Act Now to Stop Torture!
Has Obama put an end to torture, rendition, and indefinite detention? Facts you need to know:
1. Obama admits Bush officials tortured, but refuses to prosecute them.
Cheney has bragged about authorizing water boarding of detainees. In January 2009, Obama told ABC’s George Stephanopoulos, that he believed water boarding was torture. Torture is a violation of Geneva Conventions. The Obama administration is, therefore, not only morally, but legally, required to prosecute Bush Regime officials for torture.
2. Under Obama, the U.S. is still holding detainees without charges or trial.
During the campaign Obama declared habeas corpus to be “the foundation of Anglo-American law.”Habeas corpus is your right to challenge your detention. It is a 900-year- old right. Without habeas corpus there are no restraints on a government’s powers to detain and punish.
Contrary to his rhetoric, the Obama administration is continuing the Bush Regime’s policies of denying prisoners habeas corpus rights and has even adopted the same arguments made by Bush. In February 2009, the Obama administration declared in Federal Court that it would not grant habeas corpus rights to detainees in U.S. custody in Bagram, Afghanistan.
In March 2009 Obama’s Justice Department claimed that Guantanamo prisoners who were detained before June 2008 had no habeas corpus rights. On May 21, 2010 the United States Court of Appeals for the District of Columbia ruled in favor of the Obama administration, holding that three prisoners who are being held by the U. S. at Bagram Air Base in Afghanistan cannot challenge their detention in U.S. courts.
3. Don’t be fooled just because Obama isn’t using the term “enemy combatant”
The Obama administration will no longer use the term “enemy combatant,” but it’s a change in name only: in the same court filing in which it made this announcement, Obama’s Justice Department made clear that it would continue to detain prisoners at Guantanamo without charge. As the NY Times put it:
“[T]he [Obama] Justice Department argued that the president has the authority to detain terrorism suspects there without criminal charges, much as the Bush administration had asserted. It provided a broad definition of those who can be held, which was not significantly different from the one used by the Bush administration.”
Meanwhile, Obama’s executive orders do not ban indefinite detention. In addition, at his confirmation hearing, Obama’s Attorney General Eric Holder said: “There are possibly many other people who are not going to be able to be tried but who nevertheless are dangerous to this country… We’re going to have to try to figure out what we do with them.” Holder suggested prisoners could be detained for the length of their war of terror which, as we know, has no set end point.
4. Guantanamo is still open. The prison at Bagram is growing and torture is being committed.
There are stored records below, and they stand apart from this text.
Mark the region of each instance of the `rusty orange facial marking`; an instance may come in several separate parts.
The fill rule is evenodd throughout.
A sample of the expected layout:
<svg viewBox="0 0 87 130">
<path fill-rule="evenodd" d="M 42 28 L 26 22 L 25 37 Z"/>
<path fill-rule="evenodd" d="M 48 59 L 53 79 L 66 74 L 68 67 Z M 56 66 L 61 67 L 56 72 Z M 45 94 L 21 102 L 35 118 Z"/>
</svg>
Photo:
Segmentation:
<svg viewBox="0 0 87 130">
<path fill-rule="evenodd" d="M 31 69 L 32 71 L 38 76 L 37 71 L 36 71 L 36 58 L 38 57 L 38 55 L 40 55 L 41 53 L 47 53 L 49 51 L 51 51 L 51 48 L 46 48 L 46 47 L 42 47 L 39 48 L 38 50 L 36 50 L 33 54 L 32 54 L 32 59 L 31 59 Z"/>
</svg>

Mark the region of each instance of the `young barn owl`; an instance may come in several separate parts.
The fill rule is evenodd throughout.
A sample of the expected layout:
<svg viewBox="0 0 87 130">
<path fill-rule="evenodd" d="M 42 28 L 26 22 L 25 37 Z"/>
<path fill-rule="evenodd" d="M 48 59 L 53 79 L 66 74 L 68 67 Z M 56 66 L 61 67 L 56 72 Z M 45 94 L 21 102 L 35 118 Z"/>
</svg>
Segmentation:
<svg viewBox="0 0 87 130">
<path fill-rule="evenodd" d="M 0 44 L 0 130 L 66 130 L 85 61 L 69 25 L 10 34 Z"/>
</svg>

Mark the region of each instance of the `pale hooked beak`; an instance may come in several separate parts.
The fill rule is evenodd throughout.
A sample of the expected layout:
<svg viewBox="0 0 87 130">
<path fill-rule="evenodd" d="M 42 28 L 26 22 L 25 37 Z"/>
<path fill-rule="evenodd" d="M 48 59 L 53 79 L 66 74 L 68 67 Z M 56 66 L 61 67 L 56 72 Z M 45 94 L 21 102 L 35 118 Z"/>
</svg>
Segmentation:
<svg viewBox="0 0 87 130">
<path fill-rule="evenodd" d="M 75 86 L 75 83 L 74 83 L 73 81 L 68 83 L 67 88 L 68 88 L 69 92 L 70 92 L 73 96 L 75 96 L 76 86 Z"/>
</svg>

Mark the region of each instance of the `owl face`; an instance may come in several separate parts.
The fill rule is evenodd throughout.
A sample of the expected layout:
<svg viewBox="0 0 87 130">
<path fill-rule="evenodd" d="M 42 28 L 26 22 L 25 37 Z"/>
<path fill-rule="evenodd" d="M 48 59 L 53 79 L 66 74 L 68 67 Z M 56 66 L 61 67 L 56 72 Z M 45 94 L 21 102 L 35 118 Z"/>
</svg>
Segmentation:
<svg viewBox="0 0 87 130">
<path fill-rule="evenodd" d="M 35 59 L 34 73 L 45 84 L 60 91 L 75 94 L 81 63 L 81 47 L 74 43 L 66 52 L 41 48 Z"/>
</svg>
According to Reuters, abuse of prisoners worsened shortly after the election of Obama:
“Abuses began to pick up in December 2008 after Obama was elected, human rights lawyer Ahmed Ghappour told Reuters. He cited beatings, the dislocation of limbs, spraying of pepper spray into closed cells, applying pepper spray to toilet paper and over-forcefeeding detainees who are on hunger strike.”
Earlier this year Scott Horton reported in Harper’s Magazine on three murders of detainees in 2006 at Guantanamo that the military tried to cover up as suicides. More is coming out about torture at Bagram Detention Center in Afghanistan. Recently Andy Worthington reported on the detention and torture of three teenagers in his article, “Torture and the ‘Black’Prison,” or What Obama is Doing at Bagram (Part One).”
On June 7, 2010 Chris Floyd of Empire Burlesque wrote that under the Bush Regime medical personnel experimented on detainees to prove that the techniques used did not constitute torture. The chilling history of Nazi medical experimentation on those in concentration camps lurks in this revelation. (http://chris-floyd.com/articles/1-latest-news/1976- echoes-of-mengele-medical-experiments-torture-and- continuity-in-the-american-gulag.html)
This is a violation of Geneva Conventions and there is evidence that these experiments are going on under Obama.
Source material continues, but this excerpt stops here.